Se i popoli stanno diventando economicamente superflui per un’oligarchia capitalista internazionale che, in un modo sempre più evidente, controlla praticamente tutto, i popoli si trovano in una situazione pericolosa.

Nello stesso tempo, la gestione di questi miliardi di persone “inutili” rappresenta per l’oligarchia un problema assai grande.
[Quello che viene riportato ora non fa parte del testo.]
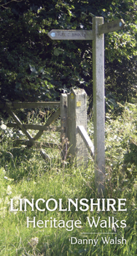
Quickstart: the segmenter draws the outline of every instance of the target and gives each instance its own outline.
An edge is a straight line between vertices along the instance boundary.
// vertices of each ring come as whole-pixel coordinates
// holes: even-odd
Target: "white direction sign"
[[[93,40],[92,30],[52,29],[48,34],[52,40]]]
[[[122,19],[109,22],[98,26],[98,34],[114,32],[117,30],[122,29],[125,22]]]

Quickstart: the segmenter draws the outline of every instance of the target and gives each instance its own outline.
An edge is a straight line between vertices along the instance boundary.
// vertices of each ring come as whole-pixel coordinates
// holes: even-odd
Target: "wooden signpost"
[[[105,194],[105,99],[104,34],[122,29],[124,20],[103,23],[103,18],[93,18],[93,30],[52,30],[48,36],[54,40],[93,40],[93,112],[95,182],[98,196]],[[82,133],[79,124],[77,129]],[[76,127],[77,128],[77,127]],[[86,143],[86,136],[85,136]]]

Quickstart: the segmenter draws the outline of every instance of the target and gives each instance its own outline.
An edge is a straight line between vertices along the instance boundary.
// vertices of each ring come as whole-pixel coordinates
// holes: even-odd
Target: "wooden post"
[[[104,37],[98,34],[98,26],[103,23],[102,17],[93,18],[95,182],[101,197],[105,194]]]
[[[68,138],[69,153],[76,159],[77,166],[87,167],[87,149],[77,127],[82,125],[87,131],[87,94],[84,89],[72,89],[68,94]]]
[[[60,142],[62,144],[62,159],[65,160],[68,151],[67,142],[67,108],[68,99],[66,94],[60,96]]]

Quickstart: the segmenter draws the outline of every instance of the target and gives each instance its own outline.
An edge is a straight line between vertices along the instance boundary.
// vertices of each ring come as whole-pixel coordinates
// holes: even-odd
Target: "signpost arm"
[[[104,38],[98,34],[98,26],[103,23],[102,17],[93,18],[95,183],[101,197],[105,194]]]

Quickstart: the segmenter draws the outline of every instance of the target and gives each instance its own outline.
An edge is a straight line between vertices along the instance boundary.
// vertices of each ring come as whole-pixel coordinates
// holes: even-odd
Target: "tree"
[[[71,87],[92,95],[92,42],[52,41],[47,33],[92,29],[93,15],[124,19],[123,31],[105,36],[106,89],[117,100],[134,92],[136,1],[2,0],[0,14],[2,99],[50,100]]]

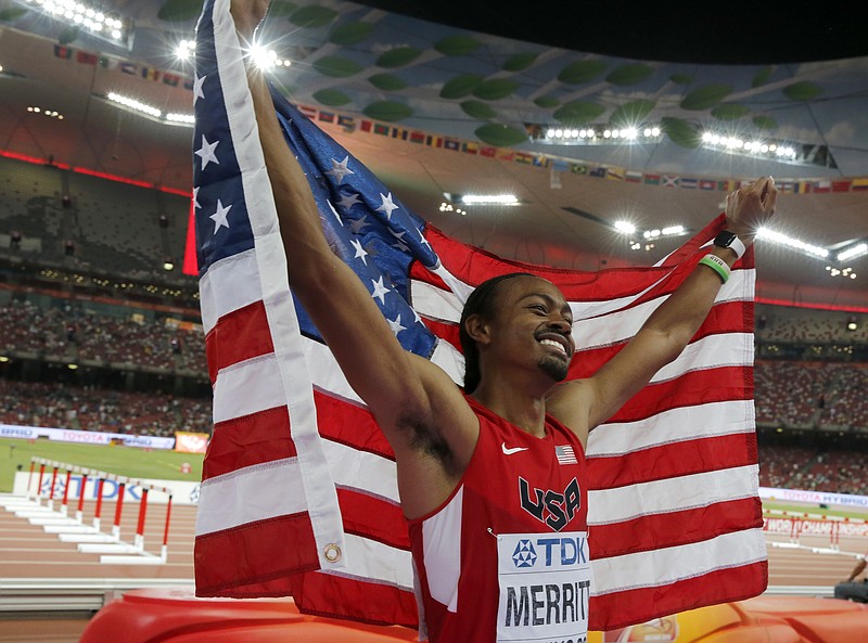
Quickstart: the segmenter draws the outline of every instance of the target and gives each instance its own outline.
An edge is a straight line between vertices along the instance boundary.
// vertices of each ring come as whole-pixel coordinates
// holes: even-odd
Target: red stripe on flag
[[[762,594],[767,586],[768,562],[712,571],[665,586],[626,590],[590,597],[589,630],[614,630],[642,622],[661,614],[686,612],[717,603]],[[629,606],[625,609],[625,606]],[[599,619],[611,616],[601,623]],[[618,616],[621,619],[618,620]]]
[[[610,422],[637,422],[671,409],[709,402],[748,400],[750,366],[719,366],[691,371],[680,377],[649,384],[627,401]]]
[[[261,300],[222,316],[205,336],[212,384],[220,369],[269,352],[275,352],[275,344]]]
[[[268,581],[318,568],[316,551],[307,512],[197,536],[196,596],[285,596]]]
[[[728,301],[715,305],[709,313],[709,318],[703,322],[699,331],[697,331],[697,334],[693,335],[690,343],[692,344],[704,337],[719,335],[722,333],[753,333],[753,320],[750,319],[750,314],[745,314],[744,308],[745,306],[742,301]],[[456,329],[456,334],[457,333],[458,331]],[[439,335],[438,332],[436,334]],[[577,344],[576,355],[570,363],[569,378],[577,380],[593,375],[600,366],[615,357],[615,355],[626,346],[628,339],[629,337],[612,346],[582,350],[582,335],[579,330],[575,334]]]
[[[416,595],[411,591],[327,574],[304,574],[288,580],[295,605],[304,614],[329,618],[349,617],[376,626],[418,626]],[[340,597],[340,604],[335,603],[335,597]],[[329,605],[334,605],[334,609],[323,609]],[[409,618],[410,615],[412,618]]]
[[[410,551],[410,535],[400,506],[353,489],[337,489],[344,530],[395,549]]]
[[[745,519],[753,516],[753,519]],[[588,544],[595,560],[691,544],[763,526],[758,498],[717,502],[709,506],[641,516],[611,525],[592,525]]]
[[[588,459],[588,489],[601,490],[756,463],[753,434],[668,442],[631,453]]]
[[[196,215],[195,201],[190,200],[190,213],[187,217],[187,241],[183,246],[184,274],[199,274],[199,258],[196,257]]]
[[[395,452],[368,409],[321,390],[314,391],[314,401],[317,406],[317,426],[323,438],[395,460]]]
[[[202,468],[202,479],[207,480],[245,466],[295,455],[297,452],[290,434],[288,408],[259,411],[215,425]]]
[[[578,272],[567,269],[547,268],[506,261],[481,248],[445,236],[433,226],[425,227],[425,239],[443,261],[444,267],[456,278],[476,286],[486,279],[507,272],[531,272],[557,285],[569,300],[608,301],[641,292],[665,274],[663,269],[615,268],[599,272]],[[470,250],[470,252],[469,252]],[[443,281],[414,262],[410,275],[419,281],[438,285],[446,290]]]

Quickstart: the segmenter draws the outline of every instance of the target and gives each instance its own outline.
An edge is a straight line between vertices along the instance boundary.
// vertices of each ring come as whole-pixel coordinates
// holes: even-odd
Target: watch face
[[[720,234],[714,237],[714,245],[722,248],[728,248],[735,240],[736,240],[735,232],[729,232],[728,230],[724,230],[723,232],[720,232]]]

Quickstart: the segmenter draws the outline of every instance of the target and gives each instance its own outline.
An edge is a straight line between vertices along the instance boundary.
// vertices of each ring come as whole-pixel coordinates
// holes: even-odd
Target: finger
[[[778,189],[773,185],[771,190],[769,190],[768,192],[768,197],[765,203],[766,211],[769,215],[775,214],[775,206],[777,203],[778,203]]]

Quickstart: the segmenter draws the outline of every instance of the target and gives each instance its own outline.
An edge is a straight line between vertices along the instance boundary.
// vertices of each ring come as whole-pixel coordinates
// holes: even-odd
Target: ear
[[[492,343],[488,322],[480,314],[471,314],[464,320],[464,331],[476,344],[488,345]]]

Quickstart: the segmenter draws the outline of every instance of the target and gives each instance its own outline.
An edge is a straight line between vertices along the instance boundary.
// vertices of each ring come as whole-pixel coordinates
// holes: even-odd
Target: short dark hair
[[[468,334],[464,322],[472,314],[490,319],[494,314],[494,300],[500,282],[515,277],[534,277],[529,272],[509,272],[499,274],[482,282],[470,294],[461,310],[461,321],[458,327],[458,338],[461,340],[461,350],[464,353],[464,393],[468,395],[476,390],[482,378],[480,372],[480,349],[476,342]]]

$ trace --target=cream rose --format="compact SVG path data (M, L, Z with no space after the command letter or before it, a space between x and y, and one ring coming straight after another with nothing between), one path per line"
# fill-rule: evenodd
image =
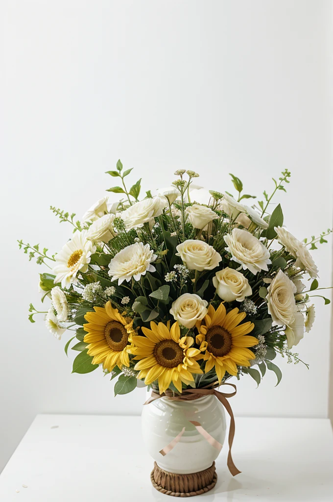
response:
M246 230L234 228L231 233L224 236L232 260L240 264L243 268L254 274L261 270L268 271L267 265L271 263L269 252L262 242Z
M179 244L177 256L180 256L190 270L212 270L222 261L213 246L203 240L189 239Z
M268 313L274 324L290 326L295 319L296 286L280 269L267 290Z
M220 298L226 302L243 302L246 296L252 294L246 278L241 272L229 267L216 273L213 284Z
M161 214L163 209L167 205L166 198L157 195L133 204L123 211L120 216L127 230L140 228L143 226L144 223L150 223L154 218Z
M181 324L190 329L204 318L208 312L208 302L198 295L186 293L173 302L170 313Z
M189 206L185 209L185 213L195 228L199 228L200 230L202 230L213 219L219 217L218 215L210 208L199 204Z
M115 214L104 214L94 221L88 230L87 238L94 242L108 242L116 235L112 223Z

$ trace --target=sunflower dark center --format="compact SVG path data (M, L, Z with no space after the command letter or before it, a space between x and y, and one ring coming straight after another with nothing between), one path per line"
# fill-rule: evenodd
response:
M128 333L120 322L111 321L108 322L104 329L105 340L110 348L120 352L126 347L128 340Z
M176 367L184 358L183 349L173 340L163 340L157 343L154 355L158 364L165 368Z
M206 335L207 350L217 357L226 355L232 347L231 335L221 326L213 326Z

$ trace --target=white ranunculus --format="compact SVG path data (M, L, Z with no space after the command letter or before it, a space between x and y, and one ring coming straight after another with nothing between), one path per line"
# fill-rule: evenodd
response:
M124 248L117 253L109 264L108 274L111 281L118 279L118 284L124 281L129 282L132 277L139 281L146 272L154 272L155 267L151 265L157 258L149 244L135 242Z
M140 228L144 223L151 222L154 218L161 214L167 205L166 197L157 195L133 204L123 211L120 216L127 230Z
M200 230L202 230L213 219L219 217L218 215L210 208L199 204L188 206L185 209L185 213L195 228L199 228Z
M66 295L58 286L56 286L51 290L51 297L53 308L57 312L57 319L60 322L67 321L68 303Z
M256 275L261 270L268 271L271 263L269 252L259 239L246 230L234 228L231 233L224 236L228 247L226 250L232 260L239 263L244 270L248 269Z
M173 302L170 313L181 324L191 329L206 315L208 305L208 302L198 295L186 293Z
M268 313L274 324L290 326L296 312L296 286L280 269L267 288Z
M294 320L286 326L285 335L288 342L288 348L296 345L304 336L304 316L301 312L296 312Z
M257 226L260 227L260 228L268 228L268 223L262 219L257 211L249 206L245 206L245 209L246 214L250 216L253 223L255 223Z
M252 294L246 278L241 272L229 267L216 273L213 284L220 298L226 302L243 302L246 296Z
M45 324L49 331L51 331L57 340L61 339L62 334L66 331L66 328L63 328L59 324L59 322L53 312L53 309L49 309L45 316Z
M104 214L96 220L88 229L87 238L94 242L108 242L116 235L113 225L115 218L115 214Z
M102 199L100 199L97 202L95 202L89 208L86 212L82 216L82 221L86 221L90 220L90 221L94 221L95 220L100 218L107 213L107 201L108 197L104 197Z
M240 213L246 213L246 208L243 204L238 202L233 197L225 193L220 207L224 212L234 219Z
M204 240L189 239L179 244L176 249L176 256L180 256L190 270L212 270L222 259L213 246Z

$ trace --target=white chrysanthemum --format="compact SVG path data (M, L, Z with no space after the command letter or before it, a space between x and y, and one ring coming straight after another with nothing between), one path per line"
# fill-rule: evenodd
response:
M112 258L109 264L109 275L111 281L118 279L118 285L125 280L128 282L132 277L139 281L147 271L155 272L156 269L151 262L156 258L149 244L143 245L142 242L135 242L119 251Z
M53 312L53 309L49 309L45 316L45 324L49 331L51 331L57 340L61 339L61 335L63 333L66 331L66 328L63 328L59 324L59 322Z
M113 226L115 214L104 214L96 220L88 229L87 238L94 242L108 242L116 235Z
M53 308L57 312L58 321L67 321L68 316L68 303L66 295L58 286L52 288L51 297Z
M168 205L165 197L157 195L152 198L144 199L133 204L121 214L127 230L140 228L145 223L153 222L154 218L162 214L163 209Z
M268 271L271 263L269 252L259 239L246 230L234 228L231 233L224 236L232 260L239 263L244 270L248 269L256 275L261 270Z
M185 209L185 213L195 228L200 230L202 230L213 219L219 217L218 215L210 207L199 204L188 206Z
M84 213L82 216L82 221L86 221L87 220L90 220L90 221L94 221L95 220L98 219L98 218L104 216L105 213L108 212L107 201L108 198L108 197L104 197L102 199L100 199L97 202L95 202Z
M312 304L312 305L310 305L309 307L308 307L306 310L306 317L305 318L305 322L304 323L306 333L309 332L313 325L315 318L315 310L314 308L314 305Z
M245 206L245 208L247 214L250 216L253 223L255 223L260 228L268 228L268 223L262 219L257 211L249 206Z
M87 232L76 232L73 238L56 255L56 264L53 272L56 275L55 283L61 283L63 289L68 289L71 284L77 283L79 272L86 272L90 257L96 247L87 239Z

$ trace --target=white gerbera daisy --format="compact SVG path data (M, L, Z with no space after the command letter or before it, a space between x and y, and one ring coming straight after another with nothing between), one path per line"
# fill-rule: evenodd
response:
M118 285L125 280L128 282L132 277L139 281L147 271L155 272L156 269L151 262L156 258L149 244L143 245L142 242L135 242L119 251L112 258L109 264L109 275L111 281L118 279Z
M304 323L306 333L309 332L313 325L315 318L315 310L314 308L314 305L312 304L312 305L310 305L309 307L308 307L306 310L306 317L305 318L305 322Z
M53 270L56 275L55 283L61 283L62 288L66 289L71 284L76 284L77 274L87 272L90 257L95 251L96 246L87 239L87 232L76 232L55 256L56 265Z
M63 328L59 324L59 321L53 312L53 309L49 309L45 316L45 324L46 327L49 331L51 331L53 336L55 336L57 340L61 340L61 335L63 333L66 331L66 328Z
M52 288L51 296L53 308L57 312L58 321L67 321L68 316L68 303L66 295L58 286Z

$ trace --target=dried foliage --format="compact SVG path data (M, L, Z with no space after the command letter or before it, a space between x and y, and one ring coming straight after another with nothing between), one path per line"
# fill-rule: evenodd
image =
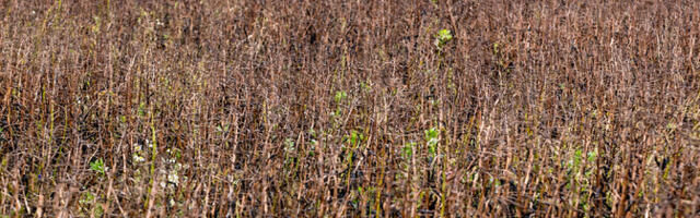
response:
M700 216L697 1L0 3L0 214Z

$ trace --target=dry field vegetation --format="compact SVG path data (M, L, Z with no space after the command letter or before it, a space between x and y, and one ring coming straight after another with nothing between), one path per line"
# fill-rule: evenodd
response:
M0 215L697 217L699 28L697 1L3 0Z

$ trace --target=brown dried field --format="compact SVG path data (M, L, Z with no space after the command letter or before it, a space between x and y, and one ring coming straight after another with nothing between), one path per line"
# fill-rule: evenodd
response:
M698 217L699 40L700 1L2 0L0 217Z

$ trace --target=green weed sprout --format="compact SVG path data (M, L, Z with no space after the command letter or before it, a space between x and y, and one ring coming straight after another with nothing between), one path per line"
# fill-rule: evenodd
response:
M445 47L450 40L452 40L452 32L445 28L440 29L435 35L435 47L442 51L442 48Z

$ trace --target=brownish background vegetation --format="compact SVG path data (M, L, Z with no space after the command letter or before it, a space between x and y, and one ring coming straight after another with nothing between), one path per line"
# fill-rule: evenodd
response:
M699 216L697 1L0 12L10 217Z

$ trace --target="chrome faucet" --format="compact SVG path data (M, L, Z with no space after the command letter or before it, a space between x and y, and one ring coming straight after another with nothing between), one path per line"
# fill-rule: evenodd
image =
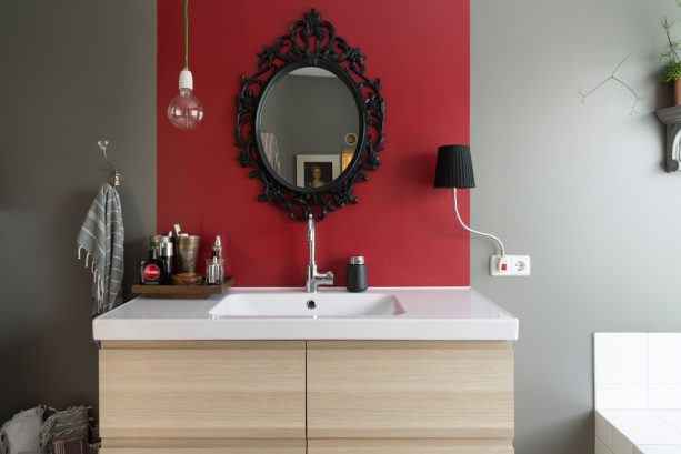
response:
M308 282L306 291L308 293L317 293L319 285L333 285L333 273L328 271L320 273L317 271L317 262L314 261L314 219L312 214L308 215L308 246L310 258L308 261Z

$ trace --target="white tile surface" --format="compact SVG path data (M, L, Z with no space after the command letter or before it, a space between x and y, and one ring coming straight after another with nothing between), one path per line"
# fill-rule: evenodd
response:
M593 342L597 384L648 383L645 333L595 333Z
M648 334L649 382L681 384L681 333Z
M610 451L599 438L595 438L595 454L612 454L612 451Z
M637 446L635 454L681 454L681 446L673 445L641 445Z
M644 384L597 384L595 407L598 410L648 408L648 386Z
M681 384L649 385L649 405L652 410L681 408Z
M633 443L617 428L612 431L612 453L633 454Z
M674 431L649 410L605 410L601 414L613 426L613 446L617 445L618 432L635 445L661 444L681 446L681 432ZM618 454L614 448L613 452Z
M653 410L652 413L681 433L681 410Z
M612 425L599 412L595 412L595 437L612 450Z

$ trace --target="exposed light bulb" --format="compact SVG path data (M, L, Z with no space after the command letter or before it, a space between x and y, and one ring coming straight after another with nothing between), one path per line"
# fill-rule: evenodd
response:
M194 129L203 119L203 105L193 94L193 79L191 71L183 69L180 72L180 94L168 104L168 120L181 130Z

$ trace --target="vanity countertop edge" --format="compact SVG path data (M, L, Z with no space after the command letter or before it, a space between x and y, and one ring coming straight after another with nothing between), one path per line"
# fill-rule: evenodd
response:
M96 341L123 340L394 340L515 341L519 321L470 287L371 287L395 295L404 314L345 317L211 317L230 294L300 292L232 287L206 300L136 297L92 321ZM323 292L344 290L323 289Z

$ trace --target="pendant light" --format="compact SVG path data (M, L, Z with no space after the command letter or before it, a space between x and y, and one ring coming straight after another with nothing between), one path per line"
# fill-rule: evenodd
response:
M189 71L189 0L184 0L184 69L180 72L180 94L168 104L168 120L181 130L197 128L203 119L203 105L193 94L193 79Z

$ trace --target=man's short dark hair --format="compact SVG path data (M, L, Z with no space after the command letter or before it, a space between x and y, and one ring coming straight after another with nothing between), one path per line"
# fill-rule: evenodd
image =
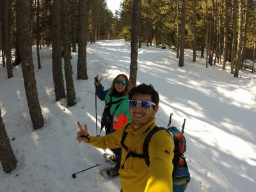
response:
M129 99L132 99L132 96L136 93L150 95L152 102L154 102L156 105L158 105L159 103L159 95L151 84L147 85L142 83L132 88L128 93Z

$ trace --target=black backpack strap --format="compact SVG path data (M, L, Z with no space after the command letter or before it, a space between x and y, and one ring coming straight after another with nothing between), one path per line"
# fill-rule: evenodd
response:
M122 140L121 140L121 144L122 147L125 149L127 151L127 154L125 157L125 159L123 163L123 164L121 166L122 169L124 169L124 164L126 161L126 160L130 157L132 156L133 157L137 157L137 158L140 158L140 159L144 159L145 161L146 161L146 163L148 166L149 166L149 156L148 156L148 145L149 145L149 141L150 141L150 139L152 138L152 136L153 136L153 134L159 131L159 130L162 130L163 128L161 127L155 127L153 128L152 130L150 131L150 132L148 134L148 135L147 136L144 143L143 143L143 154L137 154L136 152L132 152L132 150L131 150L131 149L125 145L125 144L124 143L124 141L125 140L125 138L127 135L127 132L125 131L125 129L128 127L128 125L130 125L130 124L128 124L126 125L125 129L124 129L124 132L123 132L123 136L122 136Z

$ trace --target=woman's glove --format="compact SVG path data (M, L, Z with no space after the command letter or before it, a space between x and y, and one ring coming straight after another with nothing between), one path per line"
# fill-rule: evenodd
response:
M77 132L77 137L76 140L78 142L84 141L84 143L88 143L90 141L90 138L88 137L89 133L87 131L87 125L84 124L84 128L83 128L82 125L79 122L77 122L77 127L79 128L80 131Z
M94 84L96 86L98 86L100 85L100 81L102 79L102 77L101 77L100 79L99 79L99 75L97 75L97 76L95 77L95 78L94 79Z

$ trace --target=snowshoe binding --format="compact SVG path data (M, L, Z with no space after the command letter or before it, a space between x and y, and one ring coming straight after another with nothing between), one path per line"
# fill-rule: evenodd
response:
M112 177L119 175L118 170L115 168L111 168L107 170L107 174Z

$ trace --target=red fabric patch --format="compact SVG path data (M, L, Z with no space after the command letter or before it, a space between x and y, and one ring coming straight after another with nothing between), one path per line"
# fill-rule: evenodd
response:
M169 156L170 156L171 154L170 154L169 151L168 151L167 150L164 149L164 152L166 154L168 154Z

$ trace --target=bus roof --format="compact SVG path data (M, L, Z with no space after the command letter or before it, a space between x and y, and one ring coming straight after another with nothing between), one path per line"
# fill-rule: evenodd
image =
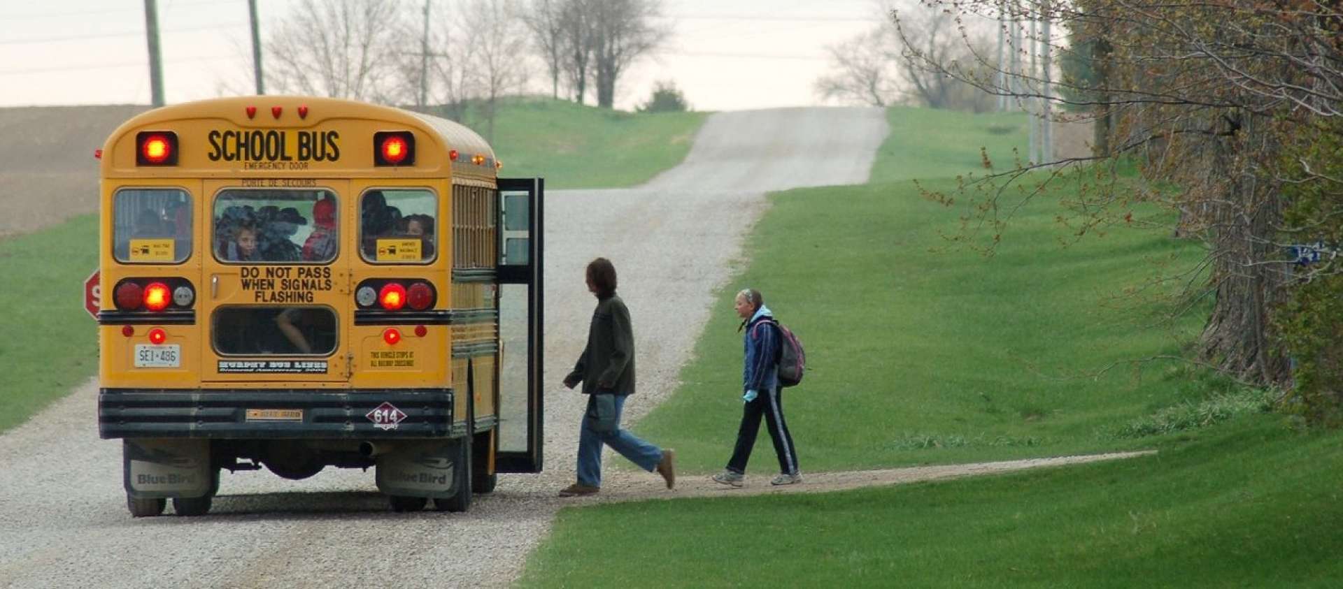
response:
M345 133L338 137L338 148L345 154L340 164L318 158L310 166L295 168L291 157L281 157L289 166L246 165L243 161L218 162L220 133L270 133L281 131L279 149L293 156L297 138L285 133L336 130ZM469 176L493 180L496 177L494 150L471 129L430 114L412 113L403 109L371 105L356 101L320 97L236 97L215 98L154 109L133 117L117 127L103 145L102 176L126 177L142 176L146 172L136 165L136 137L142 131L172 130L177 133L179 152L184 164L179 169L156 168L158 176L193 176L201 169L220 173L220 168L232 165L242 174L257 173L283 176L346 176L351 170L372 168L372 133L385 130L410 130L415 133L416 161L414 166L400 166L399 176ZM356 134L351 136L351 130ZM363 137L365 136L367 137ZM224 137L227 141L228 137ZM333 142L337 140L332 140ZM236 148L236 136L234 136ZM246 138L242 140L246 144ZM287 141L287 144L286 144ZM227 145L227 144L226 144ZM242 152L246 152L243 145ZM457 160L450 154L457 153ZM224 157L224 160L230 160ZM247 160L246 157L243 160ZM385 173L387 169L383 170ZM357 173L356 173L357 176Z

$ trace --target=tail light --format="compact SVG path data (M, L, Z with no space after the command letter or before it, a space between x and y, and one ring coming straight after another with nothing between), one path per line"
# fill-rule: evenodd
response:
M383 284L383 290L377 292L377 302L388 311L402 309L406 306L406 287L398 282Z
M145 287L145 309L157 313L168 309L171 302L172 295L168 291L168 284L152 282Z
M423 311L438 302L438 291L427 280L372 278L355 288L359 309Z
M411 288L406 292L406 305L416 311L423 311L434 303L434 291L428 287L428 283L416 282L411 284Z
M191 309L196 290L185 278L124 278L113 291L120 311L160 313Z

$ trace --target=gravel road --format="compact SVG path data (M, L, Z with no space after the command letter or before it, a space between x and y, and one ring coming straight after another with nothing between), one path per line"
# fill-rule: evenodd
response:
M594 306L583 267L620 272L638 347L626 423L676 388L712 294L740 259L764 191L857 184L888 131L877 109L716 114L686 161L637 189L547 196L545 472L501 476L469 514L393 514L372 472L301 482L224 474L211 514L132 519L121 444L99 440L89 382L0 436L0 586L502 586L545 535L573 479L583 397L559 386ZM506 154L504 154L506 158ZM654 475L608 491L677 496ZM171 510L169 510L171 511Z

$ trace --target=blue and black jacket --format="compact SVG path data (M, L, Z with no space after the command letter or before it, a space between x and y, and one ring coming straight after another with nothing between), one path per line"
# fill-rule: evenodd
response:
M761 305L747 321L744 335L745 362L741 368L743 390L766 392L779 386L779 329L774 314Z

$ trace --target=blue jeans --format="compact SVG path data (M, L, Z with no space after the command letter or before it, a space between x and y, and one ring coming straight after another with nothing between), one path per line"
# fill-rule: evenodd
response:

Infatti, gli effetti cumulativi del processo di globalizzazione neoliberista, che ha prodotto non solo grandi incrementi di ricchezza, ma anche disuguaglianze economiche enormi, precarizzazione del lavoro a vasta scala e grandissima distruzione sociale, morale ed ecologica, si manifestano in un fermento sociale a livello globale senza precedenti.

Controllare il popolo con la paura e la sorveglianza.

Questo problema è diventato sempre più urgente dopo il crollo economico del 2008 che non ha fatto altro che accelerare una lotta sociale a scala globale.

Non solo questa catastrofe finanziaria ha fatto capire quanto fragile – per non dire insostenibile – fosse diventata l’economia occidentale finanziarizzata, questo “late-stage financialised capitalism” così squilibrato e instabile, in preda a una speculazione sfrenata e avventata a scala gigantesca ed una corruzione sempre più dilagante –, ma il salvataggio massiccio delle banche, i “famigerati bailouts”, nello stesso momento in cui milioni di disoccupati perdevano tutto, ha fatto capire al popolo che gli interessi del 99% dei cittadini contavano ben poco in confronto a quelli del 1% più ricco – l’oligarchia, precisamente.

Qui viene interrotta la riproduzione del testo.